The screenplay I've been writing (with Charles Wood) is about love and old age. It's based on John Bayley's books about his life with his wife, Iris Murdoch, and her Alzheimer's disease.

My mother got Alzheimer's in her 50s, so I have enough experience of observing it and warily examining my own memory from time to time. At a certain age, bits start to drop off and you begin to think: "Have I got this or that?" I once had a brain scan after a car accident; the good news was that I didn't have any sign of incipient Alzheimer's, but the bad was that I had a spot that might have been the beginnings of Parkinson's.

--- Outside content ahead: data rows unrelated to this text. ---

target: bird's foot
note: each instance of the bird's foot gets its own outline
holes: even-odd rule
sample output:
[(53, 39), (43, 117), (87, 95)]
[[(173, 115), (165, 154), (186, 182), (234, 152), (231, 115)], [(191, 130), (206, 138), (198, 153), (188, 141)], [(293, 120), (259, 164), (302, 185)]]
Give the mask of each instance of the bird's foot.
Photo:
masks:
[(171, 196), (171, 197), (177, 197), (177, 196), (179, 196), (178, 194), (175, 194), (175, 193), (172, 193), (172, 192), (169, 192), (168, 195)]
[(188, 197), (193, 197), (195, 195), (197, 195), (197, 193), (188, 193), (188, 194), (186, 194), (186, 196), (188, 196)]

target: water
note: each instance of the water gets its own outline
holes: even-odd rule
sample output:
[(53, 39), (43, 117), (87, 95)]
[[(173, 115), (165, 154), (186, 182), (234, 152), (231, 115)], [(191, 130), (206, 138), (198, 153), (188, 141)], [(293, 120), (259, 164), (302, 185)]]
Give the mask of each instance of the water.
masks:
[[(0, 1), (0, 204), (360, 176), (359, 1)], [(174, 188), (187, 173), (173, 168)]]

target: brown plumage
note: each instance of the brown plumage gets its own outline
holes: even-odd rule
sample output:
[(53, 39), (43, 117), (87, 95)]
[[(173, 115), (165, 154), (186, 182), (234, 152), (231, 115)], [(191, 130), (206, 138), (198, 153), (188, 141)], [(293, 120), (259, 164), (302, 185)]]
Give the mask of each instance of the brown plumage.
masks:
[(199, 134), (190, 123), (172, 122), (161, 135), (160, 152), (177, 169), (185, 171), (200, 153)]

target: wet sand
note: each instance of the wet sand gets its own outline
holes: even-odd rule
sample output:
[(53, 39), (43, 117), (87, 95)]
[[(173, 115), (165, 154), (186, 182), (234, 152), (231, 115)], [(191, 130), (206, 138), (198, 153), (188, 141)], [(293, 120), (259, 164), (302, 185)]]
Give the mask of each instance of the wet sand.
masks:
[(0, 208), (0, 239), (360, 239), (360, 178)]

"The disease will probably start with a spasm in your arm which will become a tremor," said the doctor. So there's rarely a spasm in my arm that goes unaccompanied by a spasm of anxiety, and rarely a forgotten word or name that doesn't invoke a flicker of unease.

I lean towards thinking of happiness as an absence of unhappiness, or agreeing with Tennessee Williams when asked for a definition of it: "Er_ insensitivity, I guess." So I was chastened when I read a piece in the Observer by John Diamond, who has cancer and yet was celebrating his reasons to be cheerful. His ability to be thankful for what he regards as his good fortune is as admirable as his courage in dealing with his bad fortune. He makes me feel that not to try to be happy is an unforgivable self-indulgence. Now there's a new year resolution.

January 3

I am giving up writing about myself: I'm giving up this diary, or it's giving me up, at least on a weekly basis. After 11 weeks of it I'm beginning to understand the weariness of the columnists who drop their opinions like cowpats week after week, those ones who live down to the German philosopher Karl Kraus's description of journalists: "They write because they have nothing to say, and they have something to say because they write." At the same time my admiration has increased for those few regular columnists who manage to keep it up week after week: Miles Kington and Craig Brown, for instance. Perhaps they have a lively correspondence with their readers, who constantly suggest topics for them to write about. I've had two responses to my column. One letter demanded that I invite Jesus into my life before it was too late; the other referred to my "special, beautiful soul" and was keen to induct me into the Hindu faith. I begin to see the God Shiva beckoning.